Comment:  Once dismissed by the Los Angeles Times as “the overrated Landon Donovan” following the first of his two attempts to make an impact in Europe with Bayer Leverkusen, later criticized for disappearing in this match and that, the USA’s all-time scoring leader in 2010 cemented his status as not only the face of the sport in this country but a face that some average Americans actually recognize.

This country’s first notable soccer player was, probably, Archie Stark, a Scottish-born center forward who dominated the original American Soccer League in the 1920s and was dubbed “The Babe Ruth of Soccer” by a young newspaper columnist named Ed Sullivan.   From the early ’30s, oldtimers fondly recall a ball artiste named Billy Gonsalves.  Fast-forward to the 1970s, when the NASL tried but failed to make league scoring leader Kyle Rote Jr. its All-American Boy, and the 1980s, when it succeeded, somewhat, in planting that title on New York Cosmos midfielder Rick Davis.   Since then, the country has produced several outstanding players, like Hugo Perez, Tab Ramos and Claudio Reyna, as well as personalities like bohemian gladfly defender Alexi Lalas, the fiery goal-scorer Wynalda and teen-idol Cobi Jones. 

It has been said repeatedly that what American soccer needs is a superstar–whatever that means.  It is doubtful, however, that the general American public would appreciate the subtle skills of a Xavi, a Zidane, a Cantona, a Maldini.  An incisive pass, a simple swerve, a change of direction, an immaculate take-away:  all would be lost on a viewership peering in on soccer only occasionally.  Donovan, however, does what Americans understand, has a track record of doing so, and is comfortable before cameras and facing a horde of reporters in front of his locker. 
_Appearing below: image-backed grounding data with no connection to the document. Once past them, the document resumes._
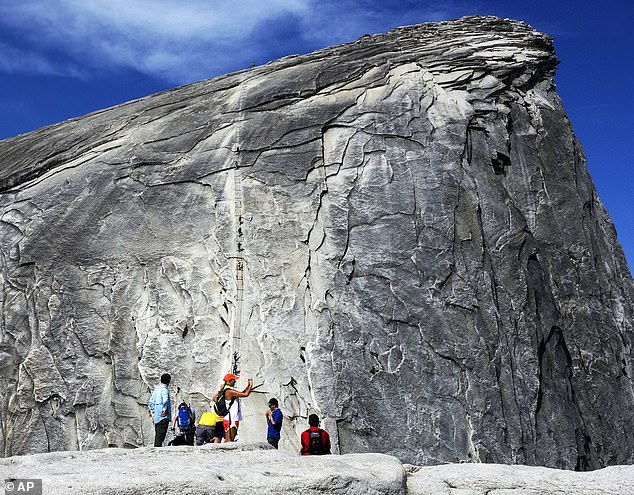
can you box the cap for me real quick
[223,373,239,382]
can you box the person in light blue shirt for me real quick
[148,373,171,447]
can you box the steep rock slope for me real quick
[0,16,632,468]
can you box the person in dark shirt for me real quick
[265,397,283,448]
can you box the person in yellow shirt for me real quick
[195,410,224,445]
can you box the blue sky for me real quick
[0,0,632,270]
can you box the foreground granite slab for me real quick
[407,462,634,494]
[0,443,405,495]
[1,444,633,494]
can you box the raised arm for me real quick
[225,378,253,399]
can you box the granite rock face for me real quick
[0,16,632,468]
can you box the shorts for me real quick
[223,418,240,431]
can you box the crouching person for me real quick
[195,410,224,445]
[173,402,196,446]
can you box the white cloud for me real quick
[0,41,84,76]
[297,1,459,46]
[0,0,455,84]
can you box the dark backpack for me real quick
[308,429,323,455]
[213,387,235,417]
[177,404,194,430]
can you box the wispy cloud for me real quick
[0,41,81,76]
[0,0,458,84]
[298,0,462,45]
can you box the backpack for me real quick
[308,429,323,455]
[177,404,194,430]
[213,387,235,417]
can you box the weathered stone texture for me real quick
[0,445,408,495]
[0,16,632,468]
[2,444,634,494]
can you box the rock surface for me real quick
[1,444,633,494]
[0,444,406,495]
[407,462,634,494]
[0,15,633,468]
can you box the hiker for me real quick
[195,410,224,445]
[172,401,195,446]
[300,414,331,455]
[265,397,283,448]
[213,373,253,442]
[148,373,172,447]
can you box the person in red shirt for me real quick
[300,414,331,455]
Donovan has asked for a respite after several months of play, so it’s unlikely that he will return to Europe any time soon and add to his credentials this winter.  As such, enjoy his reign as “That American Soccer Player.”  Certainly, no successor is on the horizon, and that puts the sport’s longterm future on the fickle U.S. pop culture front in doubt.

[Full disclosure:  One ballot went to Donovan, Bradley and Steve Cherundolo, who served the role of grown-up on the USA back line in South Africa.  At 31 and playing for the obscure Hannover 96, it’s doubtful that the smart, energenic Cherundolo will ever get the credit he deserves.]